My Very Real Introduction to Anxiety 

About six months ago I started experiencing what I now know is anxiety. It wasn’t consistent, just small bouts every now and again. A taster, of sorts. 

I am currently experiencing the main course. Oh my. Each day is unpredictable. But the one constant is a perpetual sick feeling in my stomach, almost like I can’t breathe freely. 

I have seen a doctor and they are happy for me to treat it naturally with meditation, yoga, writing and Rescue Remedy. The doctor has also given me a few days to just get my head together. It is helping. But this is going to be a process. 

My sleep is disrupted. I am nauseous. My bowel is purging my stomach. My breath is laboured. I am having nightmares (last night, a prisoner took members of my family hostage and then dropped one of my nephews from over his head and we were all so scared he’d shoot one of us that we froze and did nothing – yep, psychiatrist’s dream). I am struggling to want to leave the house and am happy to be away from people. 

And it’s only been six full days. 

I know people who suffer or have been suffering anxiety for months. I don’t know how they do it. 

At the moment, I want to be better. I want my balance and my calm back. I want to look forward to the things that only a week ago I was excited about. I want to be at work, working. 

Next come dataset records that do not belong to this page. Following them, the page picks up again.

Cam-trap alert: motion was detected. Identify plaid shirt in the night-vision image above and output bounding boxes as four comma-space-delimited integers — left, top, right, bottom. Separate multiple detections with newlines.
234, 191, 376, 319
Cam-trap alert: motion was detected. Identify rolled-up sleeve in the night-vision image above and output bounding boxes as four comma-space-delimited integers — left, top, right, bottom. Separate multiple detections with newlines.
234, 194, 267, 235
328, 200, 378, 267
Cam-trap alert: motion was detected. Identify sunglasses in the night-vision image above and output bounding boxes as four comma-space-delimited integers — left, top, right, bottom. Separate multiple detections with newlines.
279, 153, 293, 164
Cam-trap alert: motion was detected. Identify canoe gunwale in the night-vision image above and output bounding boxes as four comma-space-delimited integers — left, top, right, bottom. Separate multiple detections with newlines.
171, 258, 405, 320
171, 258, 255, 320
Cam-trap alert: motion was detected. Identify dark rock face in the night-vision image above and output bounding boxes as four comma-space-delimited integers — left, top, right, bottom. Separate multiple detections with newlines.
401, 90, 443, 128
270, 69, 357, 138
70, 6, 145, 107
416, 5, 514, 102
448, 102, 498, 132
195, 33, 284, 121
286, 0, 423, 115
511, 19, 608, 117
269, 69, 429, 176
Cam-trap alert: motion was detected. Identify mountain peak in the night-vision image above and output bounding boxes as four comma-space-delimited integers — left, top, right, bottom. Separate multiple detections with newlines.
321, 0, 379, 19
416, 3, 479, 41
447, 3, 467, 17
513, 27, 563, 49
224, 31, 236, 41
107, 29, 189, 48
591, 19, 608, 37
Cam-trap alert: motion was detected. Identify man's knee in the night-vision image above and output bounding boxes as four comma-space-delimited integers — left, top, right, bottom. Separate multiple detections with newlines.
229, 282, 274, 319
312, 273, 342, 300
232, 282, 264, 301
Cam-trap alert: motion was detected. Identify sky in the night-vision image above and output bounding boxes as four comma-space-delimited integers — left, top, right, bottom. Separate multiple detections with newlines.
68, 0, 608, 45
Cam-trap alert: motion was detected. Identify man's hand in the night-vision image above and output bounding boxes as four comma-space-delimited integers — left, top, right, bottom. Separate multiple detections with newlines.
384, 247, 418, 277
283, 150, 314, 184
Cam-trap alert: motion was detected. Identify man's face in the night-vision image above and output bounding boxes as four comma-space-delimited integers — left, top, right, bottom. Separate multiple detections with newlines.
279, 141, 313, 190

Most of all though, I want resolution on the thing that has caused this anxiety. And I have no control over that. 

So, my quest becomes, how do I find control in something to reduce anxiety without really having control. I can control my response – or, I am trying to control my anxiety (it doesn’t like being controlled; control goes against its very own life force). I can control what I do and do not do each day through my choices, and the extent to which the voice of anxiety has a say in my choices. I can control what I do with my time and can fight against the apathy anxiety inspires me to feel. 

I can control my language – internal and external. So, maybe I shouldn’t be fighting my anxiety but embracing it. Filling it with light and nurturing with hope. Reminding myself that this is temporary alleviates the feeling of doom that I think could descend. Knowing that I lead a blessed life and have so many things to be grateful for is helping. Acknowledging the physiological response stops me from drowning in it. 

I am not in denial. But I do believe this too, shall pass and that life will return to normal. Eventually. 

And I am grateful for the experience because it will enable a deeper and more authentic empathy for those that survive anxiety every day, and on a more long term basis.